Recovery, a tornado story
On a recent hosted rip to Clarksville, Tennessee, I saw first hand what a community can do after a devastating tornado. One look at the statue, “The Day After” a beautiful bronze statue of a man reading a paper, shows how this town rose from the wreckage of a tornado that whipped through their town on January 21st at 4:15 am in 1999. The tornado took spires of churches and ripped roofs off buildings. This beautiful statue is in honor of the tornado and the statue shows a man sitting on a park bench reading an edition of The Leaf Chronicle that came out the day after the devastating tornado. According to Michelle Dickerson, of Visit Clarksville, “The newspaper never missed a day of print.”
The sculptor of “The Day After” is Scott Wise and the statue was completed in 2003.
The tornado was an F3 that spanned six miles in length and was 880 yards wide. Thankfully no one died in this horrific storm and only five were injured. Clarksville is Tennessee’s fifth largest city, and they have a population of around 150,000.
To get the facts on the tornado, I turned to the Weather.gov website. Coverage of the tornado stated, “The tornado ripped apart a 5 block area of downtown Clarksville and teared up buildings in Austin Peay State University. Once the tornado ravaged the city, downtown Clarksville resembled bombed-out London during World War 2. Bricks and glass were strewn everywhere. The photo editor of the Leaf-Chronicle newspapers, Fred Dye, said “It looked like somebody walked through with a broom and knocked over whatever was loose enough to knock down.”
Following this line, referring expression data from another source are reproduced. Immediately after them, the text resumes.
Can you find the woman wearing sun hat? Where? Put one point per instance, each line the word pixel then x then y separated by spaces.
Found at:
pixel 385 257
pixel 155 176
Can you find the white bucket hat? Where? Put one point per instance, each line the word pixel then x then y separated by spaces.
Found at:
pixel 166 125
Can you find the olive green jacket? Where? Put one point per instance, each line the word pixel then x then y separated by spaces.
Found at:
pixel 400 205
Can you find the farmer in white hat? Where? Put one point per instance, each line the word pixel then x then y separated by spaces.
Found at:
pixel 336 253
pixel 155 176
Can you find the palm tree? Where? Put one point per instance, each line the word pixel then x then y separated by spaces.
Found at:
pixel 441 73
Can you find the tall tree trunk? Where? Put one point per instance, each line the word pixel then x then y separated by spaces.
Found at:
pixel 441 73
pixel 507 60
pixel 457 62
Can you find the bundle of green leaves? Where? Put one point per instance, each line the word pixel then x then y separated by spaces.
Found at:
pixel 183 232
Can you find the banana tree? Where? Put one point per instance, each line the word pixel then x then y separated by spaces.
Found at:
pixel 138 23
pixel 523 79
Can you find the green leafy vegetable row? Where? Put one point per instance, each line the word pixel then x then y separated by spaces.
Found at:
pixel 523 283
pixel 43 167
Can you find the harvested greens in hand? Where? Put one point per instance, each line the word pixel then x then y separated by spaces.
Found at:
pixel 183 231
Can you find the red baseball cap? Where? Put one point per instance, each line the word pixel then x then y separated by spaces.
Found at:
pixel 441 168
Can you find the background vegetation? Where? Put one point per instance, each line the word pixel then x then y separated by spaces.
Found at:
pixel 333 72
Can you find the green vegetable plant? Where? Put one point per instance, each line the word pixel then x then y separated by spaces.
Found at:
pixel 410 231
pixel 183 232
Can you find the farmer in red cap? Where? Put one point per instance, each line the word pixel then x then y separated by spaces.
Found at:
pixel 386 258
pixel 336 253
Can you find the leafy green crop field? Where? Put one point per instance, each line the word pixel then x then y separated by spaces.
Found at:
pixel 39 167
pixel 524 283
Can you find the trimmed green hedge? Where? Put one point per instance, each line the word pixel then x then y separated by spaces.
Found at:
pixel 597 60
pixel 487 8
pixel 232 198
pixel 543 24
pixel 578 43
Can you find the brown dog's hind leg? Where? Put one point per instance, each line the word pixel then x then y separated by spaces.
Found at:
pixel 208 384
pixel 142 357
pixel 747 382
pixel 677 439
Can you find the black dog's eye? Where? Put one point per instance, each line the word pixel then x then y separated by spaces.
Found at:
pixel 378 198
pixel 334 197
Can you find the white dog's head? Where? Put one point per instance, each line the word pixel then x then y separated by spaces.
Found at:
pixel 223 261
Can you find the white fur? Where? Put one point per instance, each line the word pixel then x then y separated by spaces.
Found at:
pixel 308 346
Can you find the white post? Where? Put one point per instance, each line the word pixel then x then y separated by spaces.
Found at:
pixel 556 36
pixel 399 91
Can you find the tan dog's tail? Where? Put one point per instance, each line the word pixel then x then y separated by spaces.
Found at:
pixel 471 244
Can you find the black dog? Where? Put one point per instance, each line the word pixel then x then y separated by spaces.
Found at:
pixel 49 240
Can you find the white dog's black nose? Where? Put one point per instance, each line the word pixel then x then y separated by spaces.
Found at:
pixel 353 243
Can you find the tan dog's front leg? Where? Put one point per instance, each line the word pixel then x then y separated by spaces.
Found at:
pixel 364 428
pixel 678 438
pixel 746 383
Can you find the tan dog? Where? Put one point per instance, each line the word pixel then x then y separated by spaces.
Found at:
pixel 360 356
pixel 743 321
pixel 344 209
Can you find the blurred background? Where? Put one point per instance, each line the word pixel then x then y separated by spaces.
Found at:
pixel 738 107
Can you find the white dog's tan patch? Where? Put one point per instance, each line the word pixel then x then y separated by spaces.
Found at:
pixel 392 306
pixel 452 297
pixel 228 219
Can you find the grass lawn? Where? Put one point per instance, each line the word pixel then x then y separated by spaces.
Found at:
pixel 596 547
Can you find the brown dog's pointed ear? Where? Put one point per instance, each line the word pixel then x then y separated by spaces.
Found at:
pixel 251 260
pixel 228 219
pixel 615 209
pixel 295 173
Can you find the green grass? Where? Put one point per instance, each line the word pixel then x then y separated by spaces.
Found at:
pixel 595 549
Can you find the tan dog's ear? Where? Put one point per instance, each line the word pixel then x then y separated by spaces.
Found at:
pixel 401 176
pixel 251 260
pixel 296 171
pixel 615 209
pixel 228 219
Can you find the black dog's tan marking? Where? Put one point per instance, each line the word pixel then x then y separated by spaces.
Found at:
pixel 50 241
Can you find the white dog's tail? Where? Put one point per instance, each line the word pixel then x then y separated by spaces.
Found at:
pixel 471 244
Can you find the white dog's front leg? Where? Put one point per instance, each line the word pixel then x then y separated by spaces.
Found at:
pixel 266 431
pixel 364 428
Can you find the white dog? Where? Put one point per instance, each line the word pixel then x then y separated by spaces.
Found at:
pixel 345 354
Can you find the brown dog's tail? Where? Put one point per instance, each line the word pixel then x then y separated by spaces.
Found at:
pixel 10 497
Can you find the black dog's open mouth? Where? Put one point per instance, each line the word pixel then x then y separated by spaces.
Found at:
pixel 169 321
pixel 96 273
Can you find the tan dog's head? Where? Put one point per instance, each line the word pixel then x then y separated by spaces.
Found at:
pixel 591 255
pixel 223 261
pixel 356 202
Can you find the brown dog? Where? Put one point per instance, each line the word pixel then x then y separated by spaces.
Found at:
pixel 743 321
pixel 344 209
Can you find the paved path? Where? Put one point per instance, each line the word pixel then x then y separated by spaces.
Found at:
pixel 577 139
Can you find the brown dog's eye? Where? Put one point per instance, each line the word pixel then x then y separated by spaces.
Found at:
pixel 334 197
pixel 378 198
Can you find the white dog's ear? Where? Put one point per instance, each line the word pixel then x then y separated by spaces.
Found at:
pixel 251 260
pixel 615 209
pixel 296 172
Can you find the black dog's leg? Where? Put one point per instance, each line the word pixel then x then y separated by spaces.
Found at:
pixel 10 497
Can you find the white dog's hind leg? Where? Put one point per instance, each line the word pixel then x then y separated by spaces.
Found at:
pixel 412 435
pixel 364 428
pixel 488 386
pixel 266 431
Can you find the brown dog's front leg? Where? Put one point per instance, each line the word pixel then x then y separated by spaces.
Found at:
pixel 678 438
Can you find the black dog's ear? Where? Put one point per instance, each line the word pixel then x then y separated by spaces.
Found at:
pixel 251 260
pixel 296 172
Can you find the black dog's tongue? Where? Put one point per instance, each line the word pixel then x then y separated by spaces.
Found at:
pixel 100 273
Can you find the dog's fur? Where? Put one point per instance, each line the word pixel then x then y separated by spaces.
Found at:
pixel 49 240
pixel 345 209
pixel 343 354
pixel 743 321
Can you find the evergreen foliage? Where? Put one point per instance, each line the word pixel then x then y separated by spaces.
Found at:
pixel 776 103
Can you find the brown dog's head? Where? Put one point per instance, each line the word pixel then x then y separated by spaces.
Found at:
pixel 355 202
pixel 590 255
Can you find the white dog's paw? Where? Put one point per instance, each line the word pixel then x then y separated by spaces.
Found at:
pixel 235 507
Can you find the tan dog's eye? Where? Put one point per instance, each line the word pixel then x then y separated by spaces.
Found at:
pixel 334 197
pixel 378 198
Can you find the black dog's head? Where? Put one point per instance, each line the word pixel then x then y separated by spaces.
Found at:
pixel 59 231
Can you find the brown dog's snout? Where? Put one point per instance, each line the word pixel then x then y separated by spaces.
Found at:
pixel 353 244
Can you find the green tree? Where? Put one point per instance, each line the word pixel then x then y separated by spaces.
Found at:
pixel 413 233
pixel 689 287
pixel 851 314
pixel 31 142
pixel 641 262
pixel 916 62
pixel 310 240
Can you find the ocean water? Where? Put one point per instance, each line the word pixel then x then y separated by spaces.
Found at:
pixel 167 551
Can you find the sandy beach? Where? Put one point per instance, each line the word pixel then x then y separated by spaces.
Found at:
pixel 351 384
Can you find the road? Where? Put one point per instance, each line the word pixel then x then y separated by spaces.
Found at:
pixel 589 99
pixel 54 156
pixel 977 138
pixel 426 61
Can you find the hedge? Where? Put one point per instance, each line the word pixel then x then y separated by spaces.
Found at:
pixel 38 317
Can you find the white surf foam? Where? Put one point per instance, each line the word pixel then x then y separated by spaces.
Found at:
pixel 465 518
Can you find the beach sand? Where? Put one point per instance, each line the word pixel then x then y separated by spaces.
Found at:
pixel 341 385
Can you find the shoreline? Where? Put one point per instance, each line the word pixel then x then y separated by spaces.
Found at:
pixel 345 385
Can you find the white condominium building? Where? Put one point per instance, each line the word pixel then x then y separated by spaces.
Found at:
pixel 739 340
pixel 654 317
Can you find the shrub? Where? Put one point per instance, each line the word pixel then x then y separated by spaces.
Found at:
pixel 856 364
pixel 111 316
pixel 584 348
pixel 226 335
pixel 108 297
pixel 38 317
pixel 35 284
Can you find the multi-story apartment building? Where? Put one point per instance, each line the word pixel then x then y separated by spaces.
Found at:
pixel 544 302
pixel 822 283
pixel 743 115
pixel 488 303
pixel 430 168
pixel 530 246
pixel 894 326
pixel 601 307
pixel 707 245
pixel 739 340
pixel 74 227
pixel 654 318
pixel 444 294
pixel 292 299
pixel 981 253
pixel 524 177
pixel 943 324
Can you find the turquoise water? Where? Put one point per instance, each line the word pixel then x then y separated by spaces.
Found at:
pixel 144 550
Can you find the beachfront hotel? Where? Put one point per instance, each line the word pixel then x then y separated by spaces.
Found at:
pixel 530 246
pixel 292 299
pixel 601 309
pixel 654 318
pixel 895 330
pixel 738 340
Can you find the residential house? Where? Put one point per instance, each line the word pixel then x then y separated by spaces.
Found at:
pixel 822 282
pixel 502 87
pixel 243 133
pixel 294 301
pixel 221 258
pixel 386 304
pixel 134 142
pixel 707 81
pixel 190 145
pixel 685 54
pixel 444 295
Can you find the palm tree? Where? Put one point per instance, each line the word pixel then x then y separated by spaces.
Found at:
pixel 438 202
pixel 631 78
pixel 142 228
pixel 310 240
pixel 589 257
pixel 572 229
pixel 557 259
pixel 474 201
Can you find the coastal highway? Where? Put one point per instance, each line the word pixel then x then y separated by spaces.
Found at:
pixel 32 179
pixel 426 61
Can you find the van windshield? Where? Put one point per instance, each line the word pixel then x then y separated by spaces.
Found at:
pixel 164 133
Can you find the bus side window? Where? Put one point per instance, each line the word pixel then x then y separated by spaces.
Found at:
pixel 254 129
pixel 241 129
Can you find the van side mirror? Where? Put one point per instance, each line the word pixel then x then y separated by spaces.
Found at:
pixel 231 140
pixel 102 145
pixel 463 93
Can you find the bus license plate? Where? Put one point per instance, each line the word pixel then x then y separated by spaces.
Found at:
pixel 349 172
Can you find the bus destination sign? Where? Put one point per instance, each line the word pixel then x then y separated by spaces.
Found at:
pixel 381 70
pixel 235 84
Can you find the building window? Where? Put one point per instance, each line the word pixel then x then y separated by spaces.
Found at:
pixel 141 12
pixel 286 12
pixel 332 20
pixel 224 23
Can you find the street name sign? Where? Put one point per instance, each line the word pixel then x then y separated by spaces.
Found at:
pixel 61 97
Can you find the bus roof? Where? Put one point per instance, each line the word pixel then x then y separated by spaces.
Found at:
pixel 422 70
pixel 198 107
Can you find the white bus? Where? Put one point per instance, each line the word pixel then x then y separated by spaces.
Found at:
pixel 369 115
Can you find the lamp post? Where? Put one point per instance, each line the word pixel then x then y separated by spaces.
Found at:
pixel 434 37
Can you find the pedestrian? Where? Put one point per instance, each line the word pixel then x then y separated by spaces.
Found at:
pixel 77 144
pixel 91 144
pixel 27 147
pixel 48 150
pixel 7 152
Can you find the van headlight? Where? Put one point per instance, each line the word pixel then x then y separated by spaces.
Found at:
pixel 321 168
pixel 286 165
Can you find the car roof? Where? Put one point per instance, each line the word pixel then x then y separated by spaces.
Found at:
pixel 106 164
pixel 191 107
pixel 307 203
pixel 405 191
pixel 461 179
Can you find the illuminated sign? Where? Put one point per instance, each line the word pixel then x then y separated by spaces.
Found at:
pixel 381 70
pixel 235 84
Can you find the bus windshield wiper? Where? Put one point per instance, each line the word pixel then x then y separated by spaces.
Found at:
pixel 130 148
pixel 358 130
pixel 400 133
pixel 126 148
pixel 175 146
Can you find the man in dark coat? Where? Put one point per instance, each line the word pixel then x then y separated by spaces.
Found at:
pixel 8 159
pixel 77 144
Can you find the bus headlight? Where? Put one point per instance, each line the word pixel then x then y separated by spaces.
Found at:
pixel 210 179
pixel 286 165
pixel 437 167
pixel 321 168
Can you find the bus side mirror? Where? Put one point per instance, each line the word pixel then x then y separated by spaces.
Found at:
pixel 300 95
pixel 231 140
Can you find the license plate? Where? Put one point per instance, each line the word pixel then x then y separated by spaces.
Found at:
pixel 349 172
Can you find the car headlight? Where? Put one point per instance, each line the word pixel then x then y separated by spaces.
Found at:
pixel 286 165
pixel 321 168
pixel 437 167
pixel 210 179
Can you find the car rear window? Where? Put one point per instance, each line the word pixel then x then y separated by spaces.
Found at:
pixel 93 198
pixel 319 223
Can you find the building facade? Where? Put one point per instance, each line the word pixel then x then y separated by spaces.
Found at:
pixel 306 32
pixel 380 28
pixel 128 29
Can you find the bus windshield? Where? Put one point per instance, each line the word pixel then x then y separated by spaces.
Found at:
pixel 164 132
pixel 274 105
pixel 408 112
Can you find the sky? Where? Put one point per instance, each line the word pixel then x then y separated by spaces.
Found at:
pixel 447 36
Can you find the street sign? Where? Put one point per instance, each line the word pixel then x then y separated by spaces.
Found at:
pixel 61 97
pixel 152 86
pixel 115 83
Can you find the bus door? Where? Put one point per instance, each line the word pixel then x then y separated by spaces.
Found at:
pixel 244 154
The courthouse built in 1878 was in ruins and the newspaper building was badly damaged. When I arrived this December, 18 years later, the spires of one of the beautiful local churches have risen like a phoenix in iron giving a new look to the city skyline. The courthouse has been rebuilt and the beautiful Custom House museum expanded. The statue of “The Day After” shows a resilience and determination of the people of this historic town that was established in 1790.